Leveraging Geopolitical Disruptions
TotalEnergies' strategic positioning began before the escalation of tensions in late February, when U.S. and Israeli forces conducted strikes against Iran. The situation intensified as Iran blockaded the Strait of Hormuz, a critical chokepoint for global oil transport. This blockade significantly impacted the pricing methodology of Platts, the price reporting agency for Dubai crude, leading to a surge in demand for Abu Dhabi's Murban and Oman crude grades.
Impact of the Hormuz Blockade on Oil Pricing
The blockade forced Platts to exclude crude oil transported through the Strait of Hormuz from its assessment, which in turn drove up prices for the remaining available grades. TotalEnergies seized this opportunity to ramp up its purchasing activities, leading to a dramatic increase in the price of Dubai oil, which soared from approximately $70 per barrel to around $170 per barrel by the end of March.

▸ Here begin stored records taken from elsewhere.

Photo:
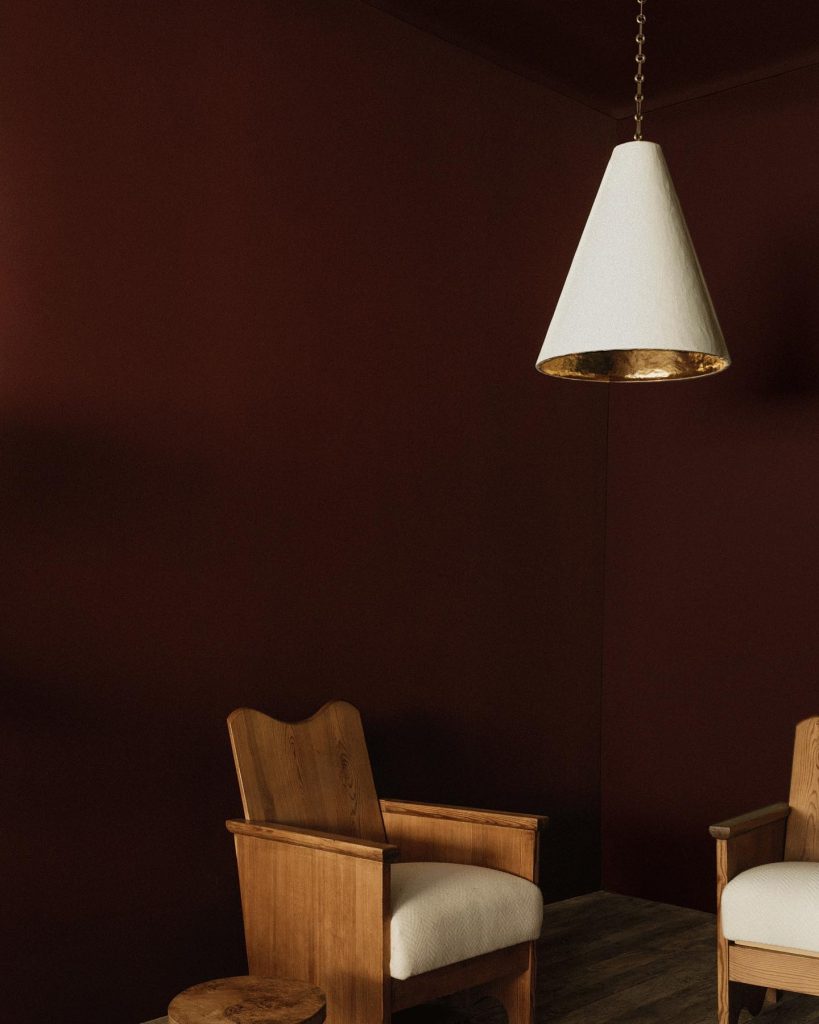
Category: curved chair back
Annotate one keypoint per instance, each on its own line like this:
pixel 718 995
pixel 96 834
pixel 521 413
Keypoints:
pixel 802 838
pixel 314 774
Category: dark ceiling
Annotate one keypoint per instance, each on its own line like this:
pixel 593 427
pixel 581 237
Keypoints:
pixel 586 49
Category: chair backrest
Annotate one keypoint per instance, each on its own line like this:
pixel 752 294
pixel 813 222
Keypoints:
pixel 802 839
pixel 314 773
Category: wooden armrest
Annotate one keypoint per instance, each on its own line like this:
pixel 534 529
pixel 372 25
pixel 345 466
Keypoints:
pixel 747 822
pixel 328 842
pixel 476 815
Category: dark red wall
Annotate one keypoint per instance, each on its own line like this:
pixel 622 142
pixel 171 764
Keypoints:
pixel 273 282
pixel 713 524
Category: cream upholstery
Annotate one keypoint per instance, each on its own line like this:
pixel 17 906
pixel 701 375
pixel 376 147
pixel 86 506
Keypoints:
pixel 774 904
pixel 442 913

Market Concentration and Trading Dynamics
Despite an overall increase in trading activity, TotalEnergies was the only entity capable of assembling complete cargoes due to its significant holdings in partial delivery contracts. Market dynamics were unusual, with TotalEnergies monopolizing the buy side of the market, as noted by Fabian Ng from Argus Media.

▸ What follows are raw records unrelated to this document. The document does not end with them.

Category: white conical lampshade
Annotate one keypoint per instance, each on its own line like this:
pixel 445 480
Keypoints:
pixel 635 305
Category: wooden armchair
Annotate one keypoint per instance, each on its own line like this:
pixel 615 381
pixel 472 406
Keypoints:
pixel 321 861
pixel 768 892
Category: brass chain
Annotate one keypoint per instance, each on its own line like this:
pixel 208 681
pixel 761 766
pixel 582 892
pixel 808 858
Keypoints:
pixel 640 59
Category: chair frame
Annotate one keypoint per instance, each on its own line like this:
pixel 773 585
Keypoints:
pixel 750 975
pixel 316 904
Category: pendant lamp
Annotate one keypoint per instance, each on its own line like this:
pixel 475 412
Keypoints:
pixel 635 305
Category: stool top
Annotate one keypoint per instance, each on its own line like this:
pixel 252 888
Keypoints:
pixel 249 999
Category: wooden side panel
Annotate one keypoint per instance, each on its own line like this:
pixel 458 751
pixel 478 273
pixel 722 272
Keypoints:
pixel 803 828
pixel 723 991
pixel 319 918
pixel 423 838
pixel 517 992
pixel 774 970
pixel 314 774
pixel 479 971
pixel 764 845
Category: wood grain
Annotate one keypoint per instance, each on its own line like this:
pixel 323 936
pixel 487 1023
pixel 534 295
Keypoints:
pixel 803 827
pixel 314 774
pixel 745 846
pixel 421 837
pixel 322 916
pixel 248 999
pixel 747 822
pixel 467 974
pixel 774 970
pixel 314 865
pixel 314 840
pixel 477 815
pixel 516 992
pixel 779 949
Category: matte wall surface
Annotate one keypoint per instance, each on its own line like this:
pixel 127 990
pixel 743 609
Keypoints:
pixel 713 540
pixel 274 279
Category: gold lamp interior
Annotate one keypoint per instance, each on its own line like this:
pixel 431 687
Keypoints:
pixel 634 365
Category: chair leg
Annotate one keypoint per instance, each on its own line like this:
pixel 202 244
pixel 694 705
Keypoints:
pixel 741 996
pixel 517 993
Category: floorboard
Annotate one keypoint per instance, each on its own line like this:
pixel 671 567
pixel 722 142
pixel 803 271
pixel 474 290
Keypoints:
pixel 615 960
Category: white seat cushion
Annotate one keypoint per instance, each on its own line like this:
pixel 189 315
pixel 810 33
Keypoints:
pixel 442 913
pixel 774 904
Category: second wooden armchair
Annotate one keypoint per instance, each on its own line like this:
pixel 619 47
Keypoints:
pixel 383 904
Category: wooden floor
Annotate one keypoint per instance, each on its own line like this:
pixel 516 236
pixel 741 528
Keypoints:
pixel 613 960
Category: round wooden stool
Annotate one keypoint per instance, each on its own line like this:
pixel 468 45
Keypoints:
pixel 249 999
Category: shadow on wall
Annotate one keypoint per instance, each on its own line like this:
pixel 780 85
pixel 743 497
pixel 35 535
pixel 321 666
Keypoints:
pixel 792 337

Utilization of Derivatives for Profitability
The company's remarkable profits were largely attributed to its use of financial derivatives, such as futures, options, and swaps, which allowed it to hedge exposure and capitalize on rising prices. While physical oil contracts are relatively transparent, the derivatives market operates with less visibility, complicating assessments of TotalEnergies' trading activities.
Financial Implications of TotalEnergies' Strategy
Imsirovic speculated that TotalEnergies benefited from favorable conditions, holding substantial long positions when the crisis escalated. This positioning may have resulted in unprecedented profitability for the company, particularly given the premiums paid for Dubai crude.
Consequences for Other Market Participants
The surge in oil prices adversely affected other buyers, especially those with long-term contracts tied to benchmarks like Platts Dubai. Reports indicated that some Asian buyers sought to switch their pricing standard to ICE Brent futures, but these efforts were unsuccessful.